As all technical wonders, it started with the delight of seeing how many people want to be your friend, some of whom you actually know. There was also the added titillation of all those MySpace friend requests from users with names like Lola, Estelle and Nichole.
Of course it all had to end in tears, as we found that our LinkedIn friends were only using us to get a new job, that our Facebook friends were only using us prove that they were still more popular than us and that our MySpace friends charged for their services.
Or in kindergarten terms, we have gone from wandering all over the playground asking everyone else, "will you be my friend" to the pre-emptive exclusion of sitting in the corner and declaring "you're not my friend" to all comers.
The behavior that constitutes friendship varies dramatically based on context. My favorite example was when my sister was in 2nd grade and arrived home announcing that she had a new boyfriend. When I asked her how she knew, she replied "he's my boyfriend because he threw a pear at me on the way home."

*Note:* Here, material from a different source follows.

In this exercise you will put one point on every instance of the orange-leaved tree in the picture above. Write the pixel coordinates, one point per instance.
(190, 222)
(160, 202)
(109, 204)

Every context has different rules for being "friends" - much of the fun of social media is that we are getting to live through a global learning process around the rules that apply to friendship in a variety of new communication environments. As Rob La Gesse points out here,
This goes back to "context" - something these social network sites are not managing very well. I should be able to check my levels of interest in various aspects of soccer (player, coach, parent, investor, etc) and communications and friend requests should take this information into account when handling requests.